There was a significant difference in crystallinity only for aspen (p = 0.0076) and hemlock (p = 0.0490), relative to the controls. According to studies on the effect of heat on wood and pure cellulose under moist and dry conditions done by Bhuiyan et al. (2000), wood cellulose has a higher crystallinity percentage than pure cellulose under both moist and dry conditions. The greatest increase in crystallinity in these studies was found when the wood cellulose samples were heated under moist conditions. The changes in crystallinity may be explained as crystallization in quasicrystalline or sub-crystalline structures due to rearrangement or reorientation of celluloses and hemicelluloses molecules, rather than loss of amorphous material (Howell et al. 2011).

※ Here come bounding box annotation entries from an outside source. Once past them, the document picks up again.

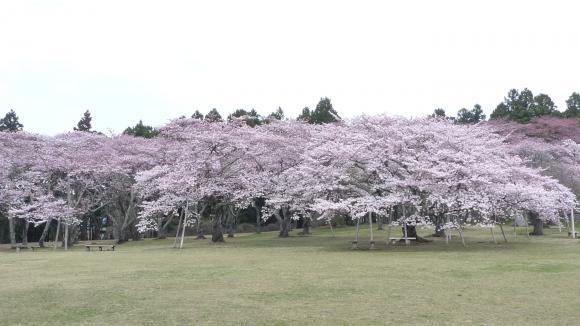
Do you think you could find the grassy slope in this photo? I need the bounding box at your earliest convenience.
[0,228,580,325]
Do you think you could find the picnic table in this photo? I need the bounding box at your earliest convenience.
[85,244,115,251]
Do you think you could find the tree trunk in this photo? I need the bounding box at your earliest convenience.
[254,205,262,234]
[528,212,544,235]
[8,217,16,249]
[226,207,236,238]
[433,215,446,238]
[157,217,167,240]
[22,221,30,247]
[276,207,290,238]
[63,223,68,250]
[302,217,310,235]
[54,218,60,249]
[374,214,385,231]
[195,214,205,240]
[211,213,225,242]
[278,218,290,238]
[38,218,52,248]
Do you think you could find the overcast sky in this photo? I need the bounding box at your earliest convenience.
[0,0,580,134]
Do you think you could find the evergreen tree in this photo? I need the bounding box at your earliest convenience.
[431,108,446,118]
[191,110,203,120]
[268,107,284,120]
[455,104,485,123]
[228,109,263,127]
[204,108,224,122]
[123,120,159,138]
[564,92,580,118]
[74,110,93,132]
[490,88,534,122]
[530,94,560,117]
[0,110,24,132]
[296,107,311,123]
[309,97,341,124]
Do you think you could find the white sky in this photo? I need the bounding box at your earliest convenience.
[0,0,580,134]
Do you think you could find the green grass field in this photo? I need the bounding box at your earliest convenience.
[0,228,580,325]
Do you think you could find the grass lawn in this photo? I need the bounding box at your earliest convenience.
[0,228,580,326]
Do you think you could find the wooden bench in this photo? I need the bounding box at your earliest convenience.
[389,237,417,244]
[85,244,115,251]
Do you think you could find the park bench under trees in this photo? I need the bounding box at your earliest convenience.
[85,244,115,251]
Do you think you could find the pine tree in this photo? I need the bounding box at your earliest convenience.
[0,110,24,132]
[297,107,311,123]
[74,110,93,132]
[455,104,485,123]
[564,92,580,118]
[431,108,447,118]
[268,107,284,120]
[123,120,159,138]
[191,110,203,120]
[204,108,224,122]
[310,97,341,124]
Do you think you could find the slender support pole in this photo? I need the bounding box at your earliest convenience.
[179,201,189,249]
[352,217,360,249]
[499,224,507,243]
[54,217,60,249]
[403,205,411,247]
[443,214,451,245]
[387,208,393,248]
[524,217,530,239]
[369,212,375,250]
[328,218,336,238]
[403,221,411,247]
[570,207,576,239]
[457,226,465,247]
[64,223,68,250]
[173,212,184,248]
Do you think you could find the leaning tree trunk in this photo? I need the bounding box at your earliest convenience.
[38,217,52,248]
[22,221,30,247]
[8,217,16,249]
[528,212,544,235]
[211,212,225,242]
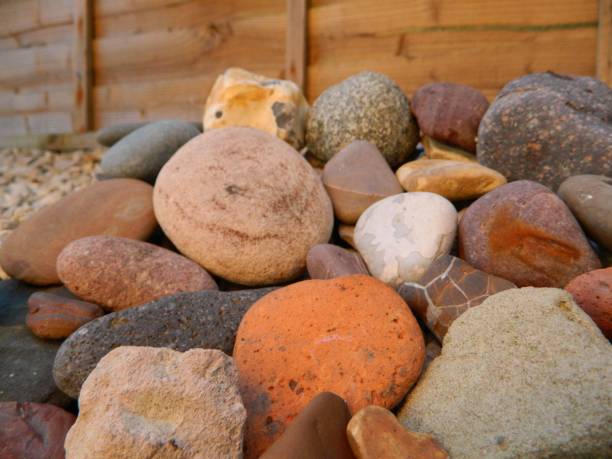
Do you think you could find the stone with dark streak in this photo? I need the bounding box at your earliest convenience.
[411,83,489,153]
[53,288,273,398]
[153,127,334,286]
[398,255,516,341]
[459,180,600,287]
[477,72,612,190]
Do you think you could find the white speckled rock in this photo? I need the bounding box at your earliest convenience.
[65,346,246,459]
[399,287,612,459]
[355,192,457,287]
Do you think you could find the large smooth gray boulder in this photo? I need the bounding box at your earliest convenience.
[399,287,612,459]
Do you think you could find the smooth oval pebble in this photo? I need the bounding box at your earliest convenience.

The properties of the cell wall are dominated by the S2 layer, since it is the thickest layer of cell wall and has higher cellulose content (58%) than the other layers (35%) (Fengel and Wegener 1984). The MFA has been shown to affect elastic properties (Gindl et al. 2004). It has also been found that subjecting wood to heat significantly increases the crystallinity (Bhuiyan et al. 2000). There is evidence that the change in crystallinity significantly influences the elasticity of wood (Gardner et al. 1993). Based on this, the degree of crystallinity versus MOE was plotted using the data obtained from the crystallinity and nanoindentation test. A weak correlation was found, determined by a second-order polynomial regression with a calculated coefficient of determination (R ²) of 0.634 for hemlock and 0.698 for aspen (Fig. 4).

Fig. 4

MOE (nanoindentation) of the cell wall (S2 layer in latewood) as a function of degree of crystallization. The polynomial equation for the curve was adjusted using quadratic regressions, with a R ² of 0.634 for hemlock and 0.698 for aspen

In conjunction with explaining the influence of HWE on MOE, it can be speculated that other factors, in improved crystallization through HWE, are affecting the elasticity of wood. Among these factors might be: (1) Micro-buckling of the wood associated with mass loss by HWE. This micro-buckling was evidenced when pore size and distribution of red maple (Acer rubrum) HWE strands were measured. It was found that the size of the cell wall pore structure increased by 22.2% after HWE, and scanning electron microscopy (SEM) showed that the number of pores in the cell wall increased as SF increased. (2) Changes in the degree of polymerization, along with other chemical and physical changes during HWE.

Conclusion

Understanding the mechanical properties of wood at different level and HWE conditions is important in developing high strength materials and added-value products. The general tendency was that aspen (hardwood) had greater WL than hemlock (softwood) at every SF. The elasticity of wood saw greater increases in the S2 layer of latewood than earlywood in both species. However, the MOE of aspen had a maximum 28% increase while the MOE of hemlock had a 22% increase at a SF of 3.56 and 3.38, respectively. An increase in percent crystallinity played an important role in the increase in mechanical properties of the cell wall, but it had a reduced correlation. Based on these data, it can be concluded that a WL between 10 and 13% is optimal for both woods, to maximize extraction and mechanical properties. As a result, to create a board with a target density more material is required compared to using regular wood. However, mechanical properties will observe a significant increase in the extracted strand boards thus resulting in greater resistance at the same density.